Drug and liquor related infractions and arrests on campus were greater last year than in previous years, according to the annual fire and safety report released last week.
There were 43 accounts of liquor law violations in 2010, 11 more than the previous year’s 32 accounts, and there were 10 drug law arrests, twice the amount of drug arrests in 2009.
Burglary and sex crimes were down from previous years.
But Chris Hoover, chief of ESU police, said that these numbers do no indicate an actual rise in drug and alcohol problems on campus.
“Statistics sometimes don’t really tell the whole story…it’s kind of an ebb and flow with drugs and alcohol,” Hoover said.
Hoover said the comparison of the 2010 figures with the 2009 figures could be skewed due to the fact that there were officers injured last year, resulting in fewer traffic stops and “self-initiated activities,” which would lead to fewer arrests being made during that year.
Hoover also discussed the procedure that the Emporia State police follow when dealing with a drug related call in the residence halls.
“(The call) sometimes will come from a roommate who’s concerned,” Hoover said. “It may also come from a residence life staff individual. However it comes, we will go over and attempt to contact the person who reported it, gather the information (and) based on our training and experience, we’ll determine, do they have a valid point,” Hoover said.
Nathaniel Terrell, chair of sociology, anthropology and crime and delinquency studies, agreed with Hoover in that the statistics in the report do not necessarily indicate a problem at ESU.
“(The report) shows that we actually improved,” Terrell said. “We’re a safer campus than we were in 2009.”
After examining the statistic which showed that drug related arrests had risen, Terrell said that while the numbers had increased, it was still a very small number when compared to the total population of the university.

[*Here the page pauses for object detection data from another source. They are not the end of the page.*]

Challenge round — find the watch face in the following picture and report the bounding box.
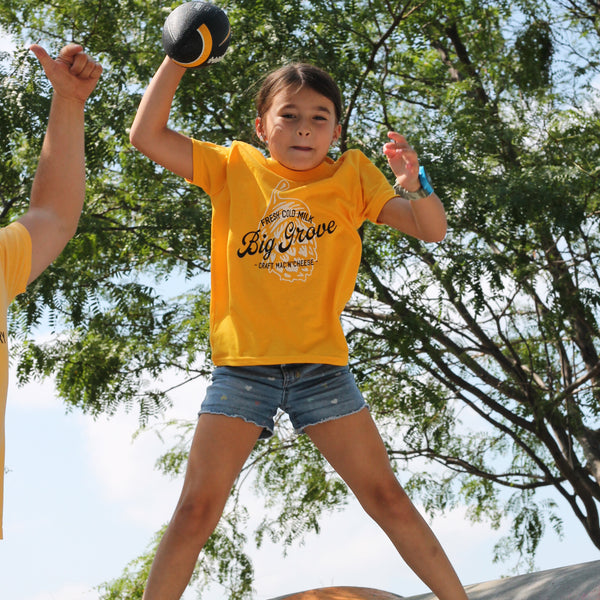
[419,167,433,196]
[406,187,431,200]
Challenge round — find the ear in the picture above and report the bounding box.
[254,117,267,142]
[331,123,342,144]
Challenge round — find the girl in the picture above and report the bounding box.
[131,58,467,600]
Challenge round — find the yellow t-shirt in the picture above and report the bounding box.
[191,140,395,365]
[0,222,31,539]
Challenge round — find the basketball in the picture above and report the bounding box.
[162,1,231,69]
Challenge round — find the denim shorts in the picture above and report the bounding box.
[198,363,367,438]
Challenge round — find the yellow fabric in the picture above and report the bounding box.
[0,222,31,539]
[192,140,395,365]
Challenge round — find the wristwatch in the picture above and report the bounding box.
[394,167,433,200]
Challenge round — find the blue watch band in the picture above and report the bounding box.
[419,167,433,196]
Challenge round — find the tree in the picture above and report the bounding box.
[0,0,600,598]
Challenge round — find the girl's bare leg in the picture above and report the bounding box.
[143,414,261,600]
[306,409,467,600]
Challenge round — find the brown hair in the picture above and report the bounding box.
[256,63,342,123]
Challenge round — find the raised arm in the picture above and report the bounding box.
[378,132,447,242]
[129,57,193,179]
[18,44,102,283]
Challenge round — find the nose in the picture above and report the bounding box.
[297,119,310,137]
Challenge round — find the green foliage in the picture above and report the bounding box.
[0,0,600,599]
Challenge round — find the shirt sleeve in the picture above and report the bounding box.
[359,152,396,223]
[0,221,31,302]
[187,139,231,196]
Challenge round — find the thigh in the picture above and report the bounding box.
[182,414,262,504]
[306,408,403,508]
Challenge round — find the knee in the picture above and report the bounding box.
[172,493,224,535]
[361,478,415,523]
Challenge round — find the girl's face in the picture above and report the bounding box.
[256,87,342,171]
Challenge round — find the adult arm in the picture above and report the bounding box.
[18,44,102,283]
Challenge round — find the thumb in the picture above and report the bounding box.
[29,44,52,67]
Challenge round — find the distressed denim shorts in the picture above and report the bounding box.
[198,363,367,438]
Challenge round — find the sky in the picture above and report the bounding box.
[0,32,600,600]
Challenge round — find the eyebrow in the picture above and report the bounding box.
[280,102,331,114]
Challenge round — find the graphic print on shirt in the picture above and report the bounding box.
[237,179,337,282]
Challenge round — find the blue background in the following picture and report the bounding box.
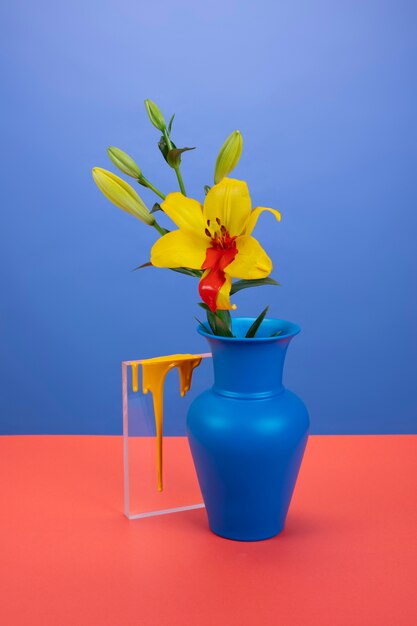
[0,0,417,433]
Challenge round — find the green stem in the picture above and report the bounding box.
[138,176,166,200]
[175,167,187,196]
[152,220,166,236]
[162,128,187,196]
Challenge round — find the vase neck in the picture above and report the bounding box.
[207,337,291,398]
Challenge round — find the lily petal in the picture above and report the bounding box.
[151,230,207,270]
[161,191,205,237]
[224,235,272,280]
[216,274,236,311]
[245,206,281,235]
[203,178,252,237]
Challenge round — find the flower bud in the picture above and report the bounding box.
[93,167,155,226]
[107,146,142,178]
[214,130,243,185]
[145,100,166,131]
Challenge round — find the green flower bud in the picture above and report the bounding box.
[93,167,155,226]
[145,100,166,131]
[107,146,142,178]
[214,130,243,185]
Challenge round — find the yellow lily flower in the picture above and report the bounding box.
[151,178,281,311]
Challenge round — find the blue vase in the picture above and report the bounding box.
[187,318,309,541]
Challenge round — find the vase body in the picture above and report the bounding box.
[187,318,309,541]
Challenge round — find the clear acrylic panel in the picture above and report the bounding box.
[122,353,212,520]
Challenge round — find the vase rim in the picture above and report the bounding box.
[197,317,301,343]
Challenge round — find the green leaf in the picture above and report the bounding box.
[167,113,175,135]
[132,261,153,272]
[166,148,195,168]
[194,317,213,335]
[170,267,203,278]
[158,135,177,161]
[230,277,279,296]
[207,309,233,337]
[245,306,269,338]
[197,302,233,337]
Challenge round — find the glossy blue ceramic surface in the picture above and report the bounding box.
[187,318,309,541]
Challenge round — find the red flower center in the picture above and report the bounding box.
[198,218,237,312]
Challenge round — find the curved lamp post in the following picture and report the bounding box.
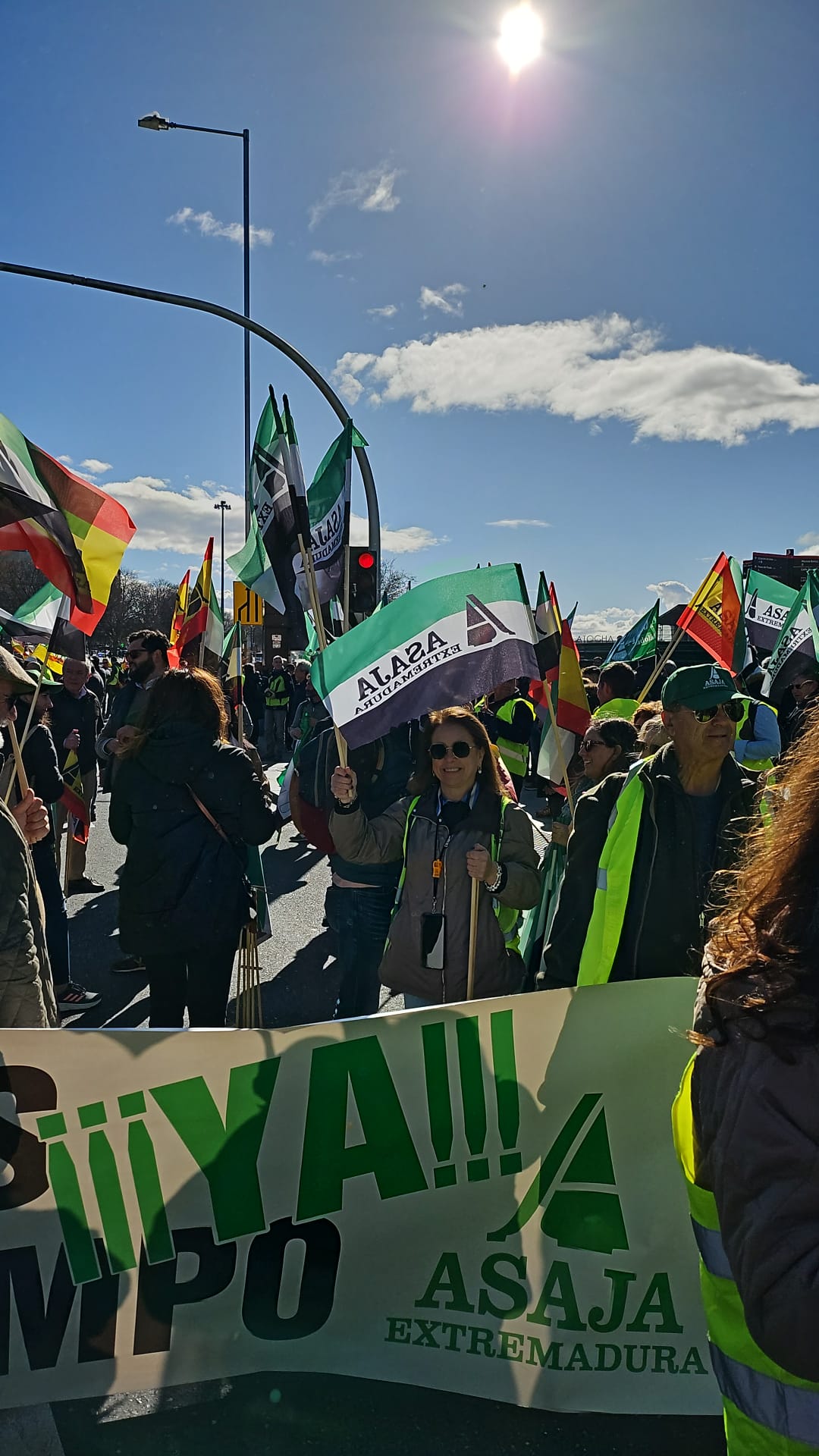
[0,262,381,573]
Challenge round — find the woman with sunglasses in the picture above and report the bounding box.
[525,718,637,977]
[673,717,819,1456]
[329,708,539,1008]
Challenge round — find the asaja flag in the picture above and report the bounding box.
[312,566,538,748]
[762,571,819,701]
[0,415,136,636]
[168,571,191,667]
[60,748,90,845]
[229,389,306,642]
[745,571,799,657]
[294,419,359,606]
[177,536,211,657]
[0,582,86,658]
[604,600,661,667]
[678,552,748,673]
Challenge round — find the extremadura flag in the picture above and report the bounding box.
[312,566,538,748]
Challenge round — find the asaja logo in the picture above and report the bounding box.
[487,1092,628,1254]
[466,592,514,646]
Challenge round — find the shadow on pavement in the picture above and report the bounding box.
[52,1372,726,1456]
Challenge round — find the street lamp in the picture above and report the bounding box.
[213,500,231,626]
[137,111,252,533]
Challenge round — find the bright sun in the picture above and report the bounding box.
[497,0,544,76]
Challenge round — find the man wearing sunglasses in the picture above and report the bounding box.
[538,663,754,990]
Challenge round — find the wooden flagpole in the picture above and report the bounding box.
[466,880,481,1000]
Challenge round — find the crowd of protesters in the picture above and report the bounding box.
[0,629,819,1027]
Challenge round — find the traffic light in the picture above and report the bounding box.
[350,548,379,623]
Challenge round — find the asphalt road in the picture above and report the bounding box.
[0,795,724,1456]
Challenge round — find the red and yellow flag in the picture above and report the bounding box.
[168,571,191,667]
[175,536,213,652]
[678,552,748,673]
[0,415,136,636]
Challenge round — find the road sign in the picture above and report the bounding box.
[233,581,264,628]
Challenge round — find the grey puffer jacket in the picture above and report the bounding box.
[691,977,819,1380]
[0,801,57,1028]
[329,788,541,1003]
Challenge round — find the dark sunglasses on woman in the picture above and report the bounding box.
[430,738,472,758]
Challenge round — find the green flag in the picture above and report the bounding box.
[743,571,799,657]
[604,598,661,667]
[312,566,538,748]
[762,571,819,703]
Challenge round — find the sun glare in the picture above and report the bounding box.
[497,0,544,76]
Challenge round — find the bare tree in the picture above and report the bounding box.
[381,556,417,601]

“We got ten out of 4,500 students on campus – that’s not really a large number,” Terrell said.
Some students also do not seem to feel that drug and alcohol are major problems on campus.
“I don’t believe there is a problem,” said Todd Hauser, junior business administration major. “I feel like people have it under control.”
The statistics in the report indicate that while arrests for drug related offenses were higher in 2010, total arrests for alcohol related offenses actually dropped from the previous year.
“On campus, I feel like we have (drugs and alcohol) pretty regularly controlled, most incidents happen off campus,” said Jaffar Agha, senior sociology major and dispatcher for ESU police. “We rarely get people under the influence on campus.”